Apparently, this includes spam content. Habib argues that the video platforms’ algorithms, not QuickVid, are best placed to determine a video’s quality, and that people who produce low-quality content “only tarnish their own reputations.” Of course, the reputational damage will discourage people from creating bulk spam campaigns with QuickVid, he says.
“If people don’t want to see your video, you won’t be shared on platforms like YouTube,” he added. “Producing low-quality content will also make people see your channel in a negative light.”
But it’s instructive to look at advertising agencies like Fractl, which used an AI system called Grover to create an entire website of marketing materials in 2019 – reputation be damned. In an interview with The Verge, Fractl partner Kristin Tynski said she foresees generative AI that will enable “a massive tsunami of computer-generated content in every imaginable niche.”
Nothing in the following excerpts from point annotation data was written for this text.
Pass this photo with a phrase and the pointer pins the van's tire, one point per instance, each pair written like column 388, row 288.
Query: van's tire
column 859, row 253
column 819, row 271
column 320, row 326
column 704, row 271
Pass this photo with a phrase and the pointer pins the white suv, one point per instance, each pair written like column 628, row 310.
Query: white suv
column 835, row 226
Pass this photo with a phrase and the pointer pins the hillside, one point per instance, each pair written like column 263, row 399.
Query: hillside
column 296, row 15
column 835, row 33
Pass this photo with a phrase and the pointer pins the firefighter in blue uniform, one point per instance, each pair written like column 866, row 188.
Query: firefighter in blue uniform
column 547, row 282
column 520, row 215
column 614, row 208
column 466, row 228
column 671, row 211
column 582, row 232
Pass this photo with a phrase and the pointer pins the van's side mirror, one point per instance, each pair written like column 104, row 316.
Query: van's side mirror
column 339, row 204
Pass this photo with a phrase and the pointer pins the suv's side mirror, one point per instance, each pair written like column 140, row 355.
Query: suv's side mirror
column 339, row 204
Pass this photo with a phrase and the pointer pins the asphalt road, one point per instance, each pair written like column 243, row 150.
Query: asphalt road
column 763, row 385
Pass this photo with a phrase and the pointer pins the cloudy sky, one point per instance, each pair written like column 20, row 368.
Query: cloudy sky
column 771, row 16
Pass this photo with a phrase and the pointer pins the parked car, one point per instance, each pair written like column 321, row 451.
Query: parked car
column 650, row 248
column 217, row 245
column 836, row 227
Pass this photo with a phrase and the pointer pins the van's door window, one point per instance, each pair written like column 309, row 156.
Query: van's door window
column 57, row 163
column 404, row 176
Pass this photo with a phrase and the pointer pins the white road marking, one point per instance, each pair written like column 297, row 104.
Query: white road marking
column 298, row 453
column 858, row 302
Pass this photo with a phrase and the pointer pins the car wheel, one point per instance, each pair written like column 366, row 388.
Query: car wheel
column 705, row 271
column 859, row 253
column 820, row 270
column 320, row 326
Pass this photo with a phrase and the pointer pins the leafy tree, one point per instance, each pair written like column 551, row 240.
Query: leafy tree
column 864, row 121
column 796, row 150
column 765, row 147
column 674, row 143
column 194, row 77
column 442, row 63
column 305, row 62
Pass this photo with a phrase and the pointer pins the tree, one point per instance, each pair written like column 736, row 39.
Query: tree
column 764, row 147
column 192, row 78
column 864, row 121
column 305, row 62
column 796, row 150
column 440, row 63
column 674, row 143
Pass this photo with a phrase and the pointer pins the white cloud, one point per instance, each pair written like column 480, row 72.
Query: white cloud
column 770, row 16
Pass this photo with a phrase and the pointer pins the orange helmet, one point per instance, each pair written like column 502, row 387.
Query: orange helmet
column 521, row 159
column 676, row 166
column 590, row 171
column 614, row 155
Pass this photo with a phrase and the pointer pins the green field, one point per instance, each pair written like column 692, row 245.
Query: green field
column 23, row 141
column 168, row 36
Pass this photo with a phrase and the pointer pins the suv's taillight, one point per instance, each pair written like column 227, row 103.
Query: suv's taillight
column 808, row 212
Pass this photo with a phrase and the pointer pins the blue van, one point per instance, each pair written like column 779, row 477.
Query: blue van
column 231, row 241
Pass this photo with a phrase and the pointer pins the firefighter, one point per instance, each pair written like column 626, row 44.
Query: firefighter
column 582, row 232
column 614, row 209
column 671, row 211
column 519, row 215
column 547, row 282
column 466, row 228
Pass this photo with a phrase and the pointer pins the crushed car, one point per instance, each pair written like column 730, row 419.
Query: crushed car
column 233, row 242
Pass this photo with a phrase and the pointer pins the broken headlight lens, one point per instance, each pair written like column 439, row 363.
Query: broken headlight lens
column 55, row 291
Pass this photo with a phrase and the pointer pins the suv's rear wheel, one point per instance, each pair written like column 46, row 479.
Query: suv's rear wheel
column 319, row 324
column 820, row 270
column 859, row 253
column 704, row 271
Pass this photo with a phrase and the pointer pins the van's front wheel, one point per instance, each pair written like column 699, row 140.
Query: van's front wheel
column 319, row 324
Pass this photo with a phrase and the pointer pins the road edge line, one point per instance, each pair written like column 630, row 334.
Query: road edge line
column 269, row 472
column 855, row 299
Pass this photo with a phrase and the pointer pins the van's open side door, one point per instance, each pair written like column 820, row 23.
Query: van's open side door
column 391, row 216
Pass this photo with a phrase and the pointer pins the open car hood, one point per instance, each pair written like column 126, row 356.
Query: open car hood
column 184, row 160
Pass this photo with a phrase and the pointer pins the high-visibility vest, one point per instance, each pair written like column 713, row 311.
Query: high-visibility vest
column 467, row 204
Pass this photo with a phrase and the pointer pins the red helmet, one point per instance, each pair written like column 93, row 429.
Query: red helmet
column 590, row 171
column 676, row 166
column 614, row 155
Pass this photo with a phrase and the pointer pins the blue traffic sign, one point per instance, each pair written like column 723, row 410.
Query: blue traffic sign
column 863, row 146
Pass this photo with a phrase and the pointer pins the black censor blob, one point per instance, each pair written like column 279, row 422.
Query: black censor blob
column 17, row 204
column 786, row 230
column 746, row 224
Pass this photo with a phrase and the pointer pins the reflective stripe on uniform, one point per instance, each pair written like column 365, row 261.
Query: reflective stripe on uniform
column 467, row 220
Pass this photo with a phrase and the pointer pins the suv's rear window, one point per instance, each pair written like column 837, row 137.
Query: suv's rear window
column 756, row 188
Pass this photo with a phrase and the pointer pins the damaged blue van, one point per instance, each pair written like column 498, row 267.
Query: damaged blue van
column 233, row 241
In any case, video platforms like TikTok and YouTube have not had to contend with moderation of AI-generated content on a large scale. Deepfakes — synthetic videos that replace an existing person with someone else’s likeness — began populating platforms like YouTube a few years ago, fueled by tools that simplified the production of deepfake footage. But unlike today’s most convincing deepfakes, the types of videos QuickVid creates aren’t obviously generated by AI in any way.
Google Search’s AI-generated text policy could be a preview of what’s to come in the video space. Google doesn’t treat synthetic text any differently than human-written text when it comes to search rankings, but takes action on content “intended to manipulate search rankings and not help users.” This includes merged or combined content from different websites that “[doesn’t] create sufficient added value” and content generated by purely automated processes, both of which could apply to QuickVid.
In other words, AI-generated videos may not be immediately banned from platforms when they take off at scale, but simply become a cost of doing business. That may not allay fears from experts who believe platforms like TikTok will become a new home for deceptive videos, but – as Habib said during the interview – “the generative AI revolution is unstoppable.”